Optimization Algorithm 4: SGD Nesterov

  • Modification of SGD Momentum
    • \(v_t = \gamma v_{t-1} + \eta \cdot \nabla J(\theta - \gamma v_{t-1}, x^{i: i+n}, y^{i:i+n})\)
    • \(\theta = \theta - v_t\)
  • Characteristics
    • Compute the gradient of the lost function w.r.t. future approximate parameters for n sets of training sample (n input and n label), \(\nabla J(\theta - \gamma v_{t-1}, x^{i: i+n}, y^{i:i+n})\)
      • Use this to add to the previous update vector \(v_{t-1}\)
      • Momentum, usually set to \(\gamma = 0.9\)
    • Gradients w.r.t. future approximate parameters \(\rightarrow\) sense of where we will be \(\rightarrow\) anticipate if we are going in the wrong direction in the next step \(\rightarrow\) slow down accordingly
import torch
import torch.nn as nn
import torchvision.transforms as transforms
import torchvision.datasets as dsets

# Set seed
torch.manual_seed(0)

'''
STEP 1: LOADING DATASET
'''

train_dataset = dsets.MNIST(root='./data', 
                            train=True, 
                            transform=transforms.ToTensor(),
                            download=True)

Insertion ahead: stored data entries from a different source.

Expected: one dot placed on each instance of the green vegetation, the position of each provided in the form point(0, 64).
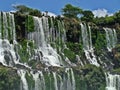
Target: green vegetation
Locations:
point(91, 78)
point(9, 79)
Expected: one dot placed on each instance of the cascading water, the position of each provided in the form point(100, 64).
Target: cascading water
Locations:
point(24, 85)
point(7, 32)
point(111, 38)
point(87, 44)
point(50, 56)
point(39, 80)
point(113, 82)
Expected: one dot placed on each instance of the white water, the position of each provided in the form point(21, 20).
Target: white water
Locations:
point(111, 38)
point(50, 56)
point(39, 80)
point(55, 80)
point(7, 53)
point(22, 73)
point(87, 44)
point(73, 79)
point(113, 82)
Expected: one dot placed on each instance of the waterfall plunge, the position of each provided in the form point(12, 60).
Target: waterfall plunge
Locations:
point(111, 38)
point(87, 44)
point(50, 56)
point(113, 82)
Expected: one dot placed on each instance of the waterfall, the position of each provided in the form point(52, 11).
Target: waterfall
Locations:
point(55, 80)
point(113, 82)
point(22, 73)
point(39, 80)
point(50, 56)
point(87, 44)
point(73, 79)
point(111, 38)
point(7, 32)
point(0, 26)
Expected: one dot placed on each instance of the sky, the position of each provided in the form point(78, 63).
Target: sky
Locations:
point(99, 7)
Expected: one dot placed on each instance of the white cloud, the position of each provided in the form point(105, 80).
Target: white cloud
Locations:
point(101, 13)
point(50, 14)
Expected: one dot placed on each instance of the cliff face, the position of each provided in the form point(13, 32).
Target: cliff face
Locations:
point(56, 53)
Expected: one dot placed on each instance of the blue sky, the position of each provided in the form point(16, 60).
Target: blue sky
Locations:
point(55, 5)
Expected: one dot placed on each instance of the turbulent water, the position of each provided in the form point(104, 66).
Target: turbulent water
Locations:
point(43, 37)
point(87, 44)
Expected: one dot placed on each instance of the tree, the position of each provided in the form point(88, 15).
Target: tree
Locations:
point(88, 16)
point(71, 11)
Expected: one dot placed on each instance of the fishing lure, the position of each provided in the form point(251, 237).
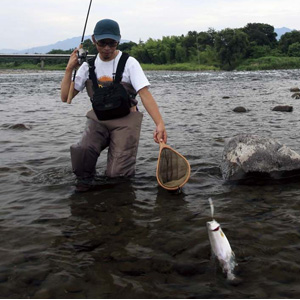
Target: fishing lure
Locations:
point(220, 245)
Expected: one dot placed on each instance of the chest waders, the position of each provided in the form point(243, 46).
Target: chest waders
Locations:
point(120, 134)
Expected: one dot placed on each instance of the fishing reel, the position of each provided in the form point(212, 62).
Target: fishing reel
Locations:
point(82, 55)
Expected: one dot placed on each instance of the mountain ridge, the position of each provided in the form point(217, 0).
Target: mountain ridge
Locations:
point(74, 42)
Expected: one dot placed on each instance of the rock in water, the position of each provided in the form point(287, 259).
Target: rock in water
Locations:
point(251, 156)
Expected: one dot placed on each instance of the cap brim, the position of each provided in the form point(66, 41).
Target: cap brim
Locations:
point(107, 36)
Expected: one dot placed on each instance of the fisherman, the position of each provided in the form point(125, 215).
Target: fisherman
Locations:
point(119, 134)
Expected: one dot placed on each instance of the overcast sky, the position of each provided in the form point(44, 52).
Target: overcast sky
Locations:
point(31, 23)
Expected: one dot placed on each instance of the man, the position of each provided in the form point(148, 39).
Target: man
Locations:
point(121, 135)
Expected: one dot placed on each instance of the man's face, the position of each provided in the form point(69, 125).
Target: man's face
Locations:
point(106, 48)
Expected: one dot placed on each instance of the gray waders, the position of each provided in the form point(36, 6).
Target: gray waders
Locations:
point(120, 135)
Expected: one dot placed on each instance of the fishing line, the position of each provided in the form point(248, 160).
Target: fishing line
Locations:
point(211, 207)
point(82, 55)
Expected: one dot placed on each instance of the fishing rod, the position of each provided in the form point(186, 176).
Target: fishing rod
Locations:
point(82, 55)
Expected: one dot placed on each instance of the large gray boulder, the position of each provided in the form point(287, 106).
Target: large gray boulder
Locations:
point(251, 156)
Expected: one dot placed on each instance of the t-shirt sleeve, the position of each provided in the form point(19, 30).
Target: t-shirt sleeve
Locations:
point(81, 77)
point(137, 76)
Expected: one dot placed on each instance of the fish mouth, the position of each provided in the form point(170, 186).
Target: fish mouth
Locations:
point(216, 229)
point(213, 225)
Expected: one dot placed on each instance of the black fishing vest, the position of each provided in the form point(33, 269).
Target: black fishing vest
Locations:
point(113, 101)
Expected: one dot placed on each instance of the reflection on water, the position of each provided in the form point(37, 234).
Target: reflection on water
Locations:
point(130, 238)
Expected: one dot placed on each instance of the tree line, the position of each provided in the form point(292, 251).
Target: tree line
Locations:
point(226, 48)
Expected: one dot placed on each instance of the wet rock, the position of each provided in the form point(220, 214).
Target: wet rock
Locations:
point(74, 286)
point(253, 155)
point(285, 108)
point(42, 294)
point(296, 96)
point(134, 269)
point(240, 109)
point(188, 269)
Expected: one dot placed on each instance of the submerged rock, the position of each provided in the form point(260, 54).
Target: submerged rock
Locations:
point(240, 109)
point(250, 156)
point(20, 127)
point(296, 95)
point(285, 108)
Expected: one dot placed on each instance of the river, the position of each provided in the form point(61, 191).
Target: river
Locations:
point(130, 238)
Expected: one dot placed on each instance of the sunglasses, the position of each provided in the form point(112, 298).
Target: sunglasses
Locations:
point(103, 43)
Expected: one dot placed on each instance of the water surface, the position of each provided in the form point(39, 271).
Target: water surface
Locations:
point(130, 238)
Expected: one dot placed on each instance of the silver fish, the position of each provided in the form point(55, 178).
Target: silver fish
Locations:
point(220, 245)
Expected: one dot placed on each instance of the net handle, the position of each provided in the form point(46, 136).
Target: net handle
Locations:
point(162, 146)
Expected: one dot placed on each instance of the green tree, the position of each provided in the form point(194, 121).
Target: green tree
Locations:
point(231, 46)
point(126, 47)
point(294, 50)
point(288, 39)
point(261, 34)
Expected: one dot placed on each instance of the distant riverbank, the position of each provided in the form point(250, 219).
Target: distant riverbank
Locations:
point(262, 63)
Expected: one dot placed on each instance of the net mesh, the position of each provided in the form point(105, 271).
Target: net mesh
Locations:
point(173, 170)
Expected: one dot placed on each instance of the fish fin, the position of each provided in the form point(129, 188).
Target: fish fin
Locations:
point(211, 207)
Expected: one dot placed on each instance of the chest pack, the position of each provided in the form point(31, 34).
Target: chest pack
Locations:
point(112, 101)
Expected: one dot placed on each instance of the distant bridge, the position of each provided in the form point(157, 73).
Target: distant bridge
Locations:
point(42, 57)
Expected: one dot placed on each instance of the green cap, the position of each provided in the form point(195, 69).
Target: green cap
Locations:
point(107, 29)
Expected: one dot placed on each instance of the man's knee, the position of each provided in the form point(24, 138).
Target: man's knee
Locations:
point(121, 165)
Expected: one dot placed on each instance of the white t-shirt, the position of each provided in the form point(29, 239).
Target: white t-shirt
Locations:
point(133, 72)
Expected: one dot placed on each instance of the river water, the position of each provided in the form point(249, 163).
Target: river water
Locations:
point(131, 239)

test_dataset = dsets.MNIST(root='./data', 
                           train=False, 
                           transform=transforms.ToTensor())

'''
STEP 2: MAKING DATASET ITERABLE
'''

batch_size = 100
n_iters = 3000
num_epochs = n_iters / (len(train_dataset) / batch_size)
num_epochs = int(num_epochs)

train_loader = torch.utils.data.DataLoader(dataset=train_dataset, 
                                           batch_size=batch_size, 
                                           shuffle=True)

test_loader = torch.utils.data.DataLoader(dataset=test_dataset, 
                                          batch_size=batch_size, 
                                          shuffle=False)

'''
STEP 3: CREATE MODEL CLASS
'''
class FeedforwardNeuralNetModel(nn.Module):
    def __init__(self, input_dim, hidden_dim, output_dim):
        super(FeedforwardNeuralNetModel, self).__init__()
        # Linear function
        self.fc1 = nn.Linear(input_dim, hidden_dim) 
        # Non-linearity
        self.relu = nn.ReLU()
        # Linear function (readout)
        self.fc2 = nn.Linear(hidden_dim, output_dim)  

    def forward(self, x):
        # Linear function
        out = self.fc1(x)
        # Non-linearity
        out = self.relu(out)
        # Linear function (readout)
        out = self.fc2(out)
        return out
'''
STEP 4: INSTANTIATE MODEL CLASS
'''
input_dim = 28*28
hidden_dim = 100
output_dim = 10

model = FeedforwardNeuralNetModel(input_dim, hidden_dim, output_dim)

'''
STEP 5: INSTANTIATE LOSS CLASS
'''
criterion = nn.CrossEntropyLoss()


'''
STEP 6: INSTANTIATE OPTIMIZER CLASS
'''
learning_rate = 0.1

optimizer = torch.optim.SGD(model.parameters(), lr=learning_rate, momentum=0.9, nesterov=True)

'''
STEP 7: TRAIN THE MODEL
'''
iter = 0
for epoch in range(num_epochs):
    for i, (images, labels) in enumerate(train_loader):
        # Load images as Variable
        images = images.view(-1, 28*28).requires_grad_()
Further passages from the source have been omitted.